Methods: PSD calibration was performed on a SARRP (Xstrahl) and a Clinac 2300 C/D (Varian) under CONV conditions. Calibration conditions (dose, particle type, and time delay between calibration and measurement) were evaluated in CONV and dose measurements were compared to an Advanced Markus ionization chamber (IC,PTW). The PSD, calibrated in CONV, was then evaluated under UHDR using the FLASHKNiFE system (FK, THERYQ) across a range of pulse width (PW, 0.5-4 µs) and repetition frequency (PRF, 10-250 Hz). Doses (0.5–10 Gy) were measured in triplicate and compared to a FlashDiamond (fD, PTW) and EBT3 films (Ashland).
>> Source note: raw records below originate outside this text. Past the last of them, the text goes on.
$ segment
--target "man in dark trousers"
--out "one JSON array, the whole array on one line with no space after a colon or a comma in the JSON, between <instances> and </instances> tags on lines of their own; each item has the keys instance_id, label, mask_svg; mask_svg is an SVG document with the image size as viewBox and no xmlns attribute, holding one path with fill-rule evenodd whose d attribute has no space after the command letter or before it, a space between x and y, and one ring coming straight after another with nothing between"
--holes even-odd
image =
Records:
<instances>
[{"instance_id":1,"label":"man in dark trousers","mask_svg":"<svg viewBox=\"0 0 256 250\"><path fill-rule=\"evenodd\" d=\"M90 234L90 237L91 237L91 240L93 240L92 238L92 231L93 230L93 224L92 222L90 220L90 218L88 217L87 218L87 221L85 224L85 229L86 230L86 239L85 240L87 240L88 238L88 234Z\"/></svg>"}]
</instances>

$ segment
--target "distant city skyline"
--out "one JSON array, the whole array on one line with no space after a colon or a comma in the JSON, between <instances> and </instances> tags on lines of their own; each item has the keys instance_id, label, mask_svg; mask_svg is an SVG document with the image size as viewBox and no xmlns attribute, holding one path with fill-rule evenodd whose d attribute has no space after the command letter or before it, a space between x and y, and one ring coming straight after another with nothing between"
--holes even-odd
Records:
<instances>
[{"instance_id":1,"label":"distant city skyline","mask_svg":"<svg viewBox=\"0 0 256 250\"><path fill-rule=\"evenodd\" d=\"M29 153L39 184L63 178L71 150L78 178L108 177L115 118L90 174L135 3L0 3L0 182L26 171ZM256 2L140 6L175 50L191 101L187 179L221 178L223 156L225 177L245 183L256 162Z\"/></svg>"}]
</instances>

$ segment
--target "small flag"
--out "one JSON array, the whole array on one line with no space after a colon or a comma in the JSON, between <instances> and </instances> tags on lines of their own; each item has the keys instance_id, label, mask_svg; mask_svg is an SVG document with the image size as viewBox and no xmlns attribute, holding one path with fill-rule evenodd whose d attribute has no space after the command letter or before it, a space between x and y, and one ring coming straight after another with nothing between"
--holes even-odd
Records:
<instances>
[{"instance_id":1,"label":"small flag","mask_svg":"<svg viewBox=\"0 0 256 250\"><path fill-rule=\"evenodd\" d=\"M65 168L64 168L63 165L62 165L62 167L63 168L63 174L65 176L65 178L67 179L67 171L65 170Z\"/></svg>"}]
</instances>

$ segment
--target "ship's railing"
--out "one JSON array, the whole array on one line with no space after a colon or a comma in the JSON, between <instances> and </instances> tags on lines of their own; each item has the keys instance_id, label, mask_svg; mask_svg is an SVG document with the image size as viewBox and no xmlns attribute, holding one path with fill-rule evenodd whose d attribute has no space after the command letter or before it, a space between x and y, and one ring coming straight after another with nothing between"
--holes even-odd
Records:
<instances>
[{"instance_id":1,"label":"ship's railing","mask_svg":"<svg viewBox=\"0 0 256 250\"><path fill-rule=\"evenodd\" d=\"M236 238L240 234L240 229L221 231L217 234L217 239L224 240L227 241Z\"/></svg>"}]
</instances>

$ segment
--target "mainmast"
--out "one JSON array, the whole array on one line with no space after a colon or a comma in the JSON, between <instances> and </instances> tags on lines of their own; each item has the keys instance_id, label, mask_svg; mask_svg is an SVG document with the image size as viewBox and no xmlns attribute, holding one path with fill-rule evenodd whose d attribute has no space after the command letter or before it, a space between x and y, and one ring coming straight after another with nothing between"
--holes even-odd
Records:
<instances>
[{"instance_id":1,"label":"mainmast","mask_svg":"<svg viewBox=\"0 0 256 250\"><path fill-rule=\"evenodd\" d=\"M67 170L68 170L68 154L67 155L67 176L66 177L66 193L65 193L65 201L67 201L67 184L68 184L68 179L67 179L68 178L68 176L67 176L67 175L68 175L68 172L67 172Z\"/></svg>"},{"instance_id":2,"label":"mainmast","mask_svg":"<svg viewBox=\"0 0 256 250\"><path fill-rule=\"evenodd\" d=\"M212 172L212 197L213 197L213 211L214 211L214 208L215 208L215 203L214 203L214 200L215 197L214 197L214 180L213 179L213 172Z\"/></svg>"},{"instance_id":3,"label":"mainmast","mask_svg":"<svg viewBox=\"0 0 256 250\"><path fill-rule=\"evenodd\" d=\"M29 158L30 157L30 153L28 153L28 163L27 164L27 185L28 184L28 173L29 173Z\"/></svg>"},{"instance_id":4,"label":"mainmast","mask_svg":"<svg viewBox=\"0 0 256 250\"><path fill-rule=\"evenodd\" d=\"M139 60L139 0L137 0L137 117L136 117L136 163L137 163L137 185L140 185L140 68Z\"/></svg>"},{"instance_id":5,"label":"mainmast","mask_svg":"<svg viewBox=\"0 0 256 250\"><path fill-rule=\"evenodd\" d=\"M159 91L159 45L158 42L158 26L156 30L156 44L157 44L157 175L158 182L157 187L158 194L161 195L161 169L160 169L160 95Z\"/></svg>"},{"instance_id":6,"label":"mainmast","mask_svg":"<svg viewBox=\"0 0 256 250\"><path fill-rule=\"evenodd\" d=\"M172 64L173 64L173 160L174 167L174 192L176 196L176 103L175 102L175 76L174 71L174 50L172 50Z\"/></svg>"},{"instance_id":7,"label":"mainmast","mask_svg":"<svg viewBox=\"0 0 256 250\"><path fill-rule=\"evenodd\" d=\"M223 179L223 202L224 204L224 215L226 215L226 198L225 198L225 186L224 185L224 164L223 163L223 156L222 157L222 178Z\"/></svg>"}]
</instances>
Results: Spectral and Cherenkov calibrations remained robust even after PSD removal from the reader (< 0.1% variation). A sensitivity loss with accumulated dose (~1% every 100 Gy) was observed requiring the dose calibration to be performed close to dose measurement. Cherenkov calibration was unaffected by beam type (9 MeV electrons, 6 MV photons) (discrepancies < 0.1%) and dose calibration by the dose level used (< 0.3%). PSD deviations from fD and films were within 2.55%, with linear response with PW and no PRF dependence.
Conclusion: The PSD provides accurate, reliable dosimetry under UHDR conditions, demonstrating robust performance across varying PW and PRF.